Structure of colloid silica determined by viscosity measurements

Abstract

The viscosity of nanosized colloid silica suspensions, used as binders in the investment casting, was determined as a function of their weight fraction reaching 52%. A new capillary viscometer was used whose construction eliminated sedimentation effects. The experiments have been carried out at fixed pH 10.0 and controlled ionic strength. It was found that for a low silica concentration range (weight fraction below 5%) the suspension viscosity increased more rapidly than the Einstein theory predicts. This anomalous behavior could not be explained in terms of the primary electroviscous effect predicted to be a few orders of magnitude smaller as observed.
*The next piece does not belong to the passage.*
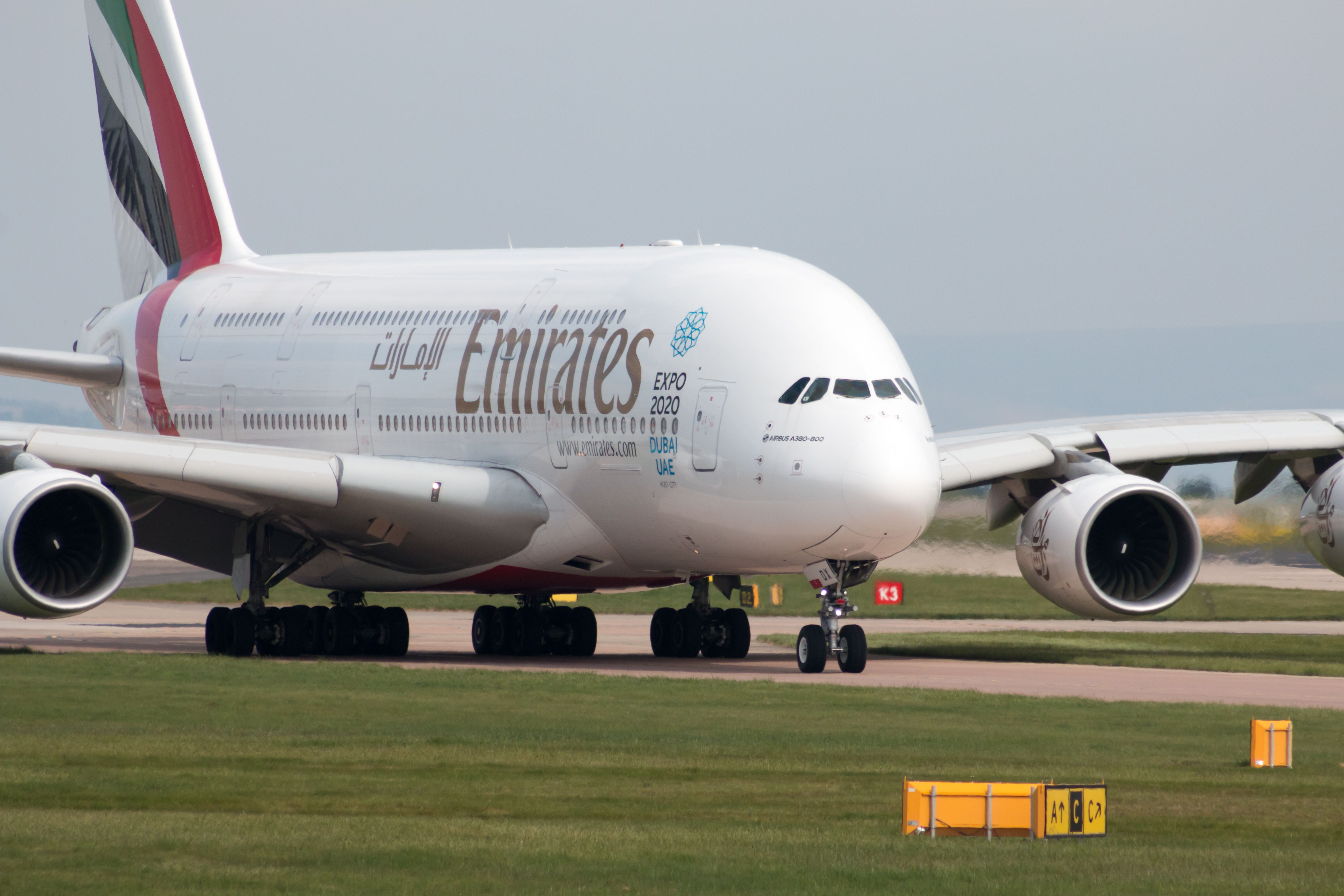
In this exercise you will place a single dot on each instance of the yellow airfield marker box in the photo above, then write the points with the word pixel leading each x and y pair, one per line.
pixel 1002 809
pixel 1272 743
This discrepancy was accounted for by postulating a fuzzy, gel-like structure of colloid silicas used in our experiments. Hence, the apparent hydrodynamic radius of silica particles in aqueous suspensions was found to be larger than the primary particle size in accordance with previous observations. Based on this postulate, an apparent density of the silica sols was found to be 1.32–1.37 g/cm 3 instead of 2.2–2.32 g/cm 3 as determined from the suspension dilution method. This behavior was interpreted in terms of the core/shell model with high shell porosity, reaching 85%. Similarly, for higher concentration ranges, silica viscosity increased more rapidly with increased sol concentration than predicted by the Batchelor model derived for hard particles. The deviation was attributed to the secondary electroviscous effect stemming from the electrostatic interactions among silica particles in sheared suspensions. This effect has quantitatively been interpreted in terms of Russel's theory. On the other hand, for the high concentration range the experimental results were well accounted for by the Dougherty–Krieger model. By exploiting our experimental findings a sensitive method of determining the structure and apparent density of silica sols in aqueous media was proposed.